Unleashed Women is a powerful global movement empowering women to end hunger.
Our goal is to raise $200,000 reaching 160,000 women to end hunger and poverty in their communities.
We do this through:
• Maternal and Child Health – to give mothers and babies access to quality healthcare and nutrition
• Ending Child Marriage – to keep girls in school so they can reach their full potential
• Microfinance – to give women access to microfinance loans and financial literacy training so they can start a business and be financially independent
What does The Hunger Project do?
The Hunger Project’s goal is to end world hunger by 2030. Our approach is different – we see people living in hunger as the solution, not the problem. We shift the mindsets of women and men so they transform into leaders for the sustainable end of hunger. Then, through our programs such as education, microfinance, agriculture and health, we empower people with the skills,
Why do you describe your strategies as “women-centered”?

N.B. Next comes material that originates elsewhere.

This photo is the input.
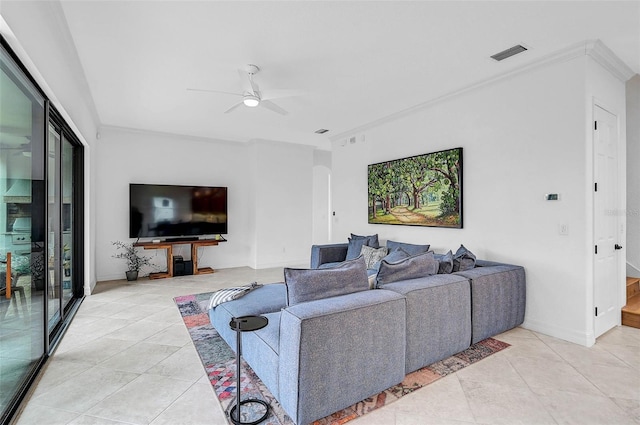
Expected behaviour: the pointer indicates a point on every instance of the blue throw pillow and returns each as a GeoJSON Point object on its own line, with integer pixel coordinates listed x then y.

There is overwhelming evidence — and our own experience has shown us — that the end of world hunger cannot be achieved if gender inequality persists. We believe that an essential part of ending hunger must be to cause society-wide change toward gender equality. Women bear the major responsibility for meeting basic needs, yet are systematically denied the resources, freedom of action and voice in decision-making to fulfill that responsibility.
Our programs aim to achieve gender equality by empowering women to be key change agents, first and foremost. Men participate in our programs and are an important part of this process, as a change in their mindset is needed for this societal transformation as well. Whether working with groups of men or women, or all together, a focus on women’s leadership is critical to achieving gender equality and the end of hunger and poverty.
What have The Hunger Project programs achieved?
The Hunger Project reaches 17 million people in remote villages across India, Africa, Bangladesh and Latin America.
In 2016 alone, The Hunger Project:
- Trained 107,283 people through our Women’s Empowerment Program in Africa
- Reached 141,874 people in Bangladesh about the negative impacts of child marriage to stop this harmful, traditional practice that keeps girls out of school.
- Supported 14,065 elected women in India to join forces as effective, respected
leaderswho bring education, healthcareand sanitation to their villages.
- Vaccinated 162,038 children against deadly but entirely preventable diseases
- Trained 91,817 people in HIV and gender inequality-related issues in Africa, to prevent the spread of HIV, encourage people to get tested and treated and eradicate the stigma attached to it.
- Trained 59,023 women and men to feed themselves and their families more nutritious food.
How many people live in hunger?
The UN Food and Agriculture Organization (FAO) estimates that there are now 795 million hungry people in the world. 8,500 children under five die from hunger every day.
Why don’t you distribute food to hungry people?
The Hunger Project does not distribute food because food aid is not a sustainable solution to world hunger.
Although there are emergency situations in which food aid is the difference between life and death, more than 90 percent of the world’s hungry people are chronically undernourished (FAO 2010). For them, hunger is a daily, sometimes life-long, reality. People living with persistent hunger require and deserve a sustainable solution based on self-reliance.
Food aid is not only insufficient for combating world hunger; some development experts argue that it can actually cause harm. If poorly managed, distribution of food can destabilize local prices and undermine local production and trade, which are critical for local agricultural development and long-term food security.
The Hunger Project addresses the root causes of hunger and poverty using a methodology that is affordable, replicable and sustainable. Our methodology emphasizes rural development and self-reliance. It enables women and men to eradicate persistent hunger in their communities, and makes them more resilient so that they can cope with famine or other emergencies as they arise.